Commissioner Lisa Edgar on Thursday said she was disappointed Kelly's office didn't sign on to the agreement because it will benefit consumers as well as FPL with predictable rates and an increasing in return on investment to help pay for more efficient power plans that will reduce fuel consumption.
The commission asked for revisions in the initial proposed settlement and gave the parties about an hour to submit a new one. The final version calling for a $350 million base rate increase effective in January was $28 million less than the original proposal. Kelly again objected and said an hour wasn't enough time for meaningful negotiations.
“I believe that there have been months and months and months for the opportunities for negotiation,'' Edgar responded.
Subsequent increases could bring the total increase to about $900 million as three new power plants go into service over the next four years.
If the agreement had been rejected, the commission then would have considered FPL's original request for a $690 million increase in 2013 as well as Kelly's counter proposal to reduce current rates by $253 million. The utility then would have had to file separate requests for additional rate increases for the new plants as they came on line.
Kelly earlier had asked the Supreme Court to block the commission from considering the settlement, but the justices sent the case to a lower court. The 1st District Court of Appeal rejected Kelly's request without explanation, but both courts left the door open for him to make his argument in a future appeal.
In Kelly's filing, he cited a 1976 Supreme Court ruling that reversed a commission decision to exclude the public counsel from participating in a Gulf Power Co. rate hearing.

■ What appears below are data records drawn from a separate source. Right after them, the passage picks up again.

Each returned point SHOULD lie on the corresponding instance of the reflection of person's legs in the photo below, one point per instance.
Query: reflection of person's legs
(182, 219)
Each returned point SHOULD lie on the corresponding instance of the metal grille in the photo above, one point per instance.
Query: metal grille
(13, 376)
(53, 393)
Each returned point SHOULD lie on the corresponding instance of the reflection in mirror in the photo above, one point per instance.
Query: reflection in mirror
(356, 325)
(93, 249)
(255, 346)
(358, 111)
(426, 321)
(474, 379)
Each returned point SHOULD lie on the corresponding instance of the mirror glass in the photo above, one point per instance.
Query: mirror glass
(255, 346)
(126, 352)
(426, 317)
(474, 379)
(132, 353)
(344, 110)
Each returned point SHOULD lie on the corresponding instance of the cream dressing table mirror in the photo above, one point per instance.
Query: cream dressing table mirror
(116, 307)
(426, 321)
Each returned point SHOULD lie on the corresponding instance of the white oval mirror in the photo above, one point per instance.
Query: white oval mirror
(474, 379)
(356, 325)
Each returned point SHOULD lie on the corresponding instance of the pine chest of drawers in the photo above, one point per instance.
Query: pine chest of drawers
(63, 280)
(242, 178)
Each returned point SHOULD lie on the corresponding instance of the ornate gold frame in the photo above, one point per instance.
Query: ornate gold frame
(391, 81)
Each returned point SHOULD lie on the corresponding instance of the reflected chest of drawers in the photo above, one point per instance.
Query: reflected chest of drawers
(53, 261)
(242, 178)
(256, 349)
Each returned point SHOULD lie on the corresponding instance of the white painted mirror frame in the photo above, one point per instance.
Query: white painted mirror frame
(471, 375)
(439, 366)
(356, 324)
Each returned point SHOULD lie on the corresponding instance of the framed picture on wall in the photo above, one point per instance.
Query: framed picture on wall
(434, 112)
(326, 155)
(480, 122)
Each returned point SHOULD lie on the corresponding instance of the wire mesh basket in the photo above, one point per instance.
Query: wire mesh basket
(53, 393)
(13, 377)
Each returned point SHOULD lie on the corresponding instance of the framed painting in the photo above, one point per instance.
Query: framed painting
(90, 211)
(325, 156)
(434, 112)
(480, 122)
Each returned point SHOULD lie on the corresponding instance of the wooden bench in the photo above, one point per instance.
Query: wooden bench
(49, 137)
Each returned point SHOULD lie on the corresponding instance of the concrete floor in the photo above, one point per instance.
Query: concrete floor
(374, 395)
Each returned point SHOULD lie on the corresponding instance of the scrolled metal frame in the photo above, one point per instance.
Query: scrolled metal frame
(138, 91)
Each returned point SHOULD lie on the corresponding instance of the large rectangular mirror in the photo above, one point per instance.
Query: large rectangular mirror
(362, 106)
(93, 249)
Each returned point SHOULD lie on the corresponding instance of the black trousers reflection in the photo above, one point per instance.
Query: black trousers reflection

“That office was created with the realization that the citizens of the state cannot adequately represent themselves in utility matters, and that the rate-setting function of the commission is best performed when those who will pay utility rates are represented in an adversary proceeding by counsel at least as skilled as counsel for the utility company,'' the justices wrote.
That case did not concern a settlement, but Kelly contends the same principle should apply.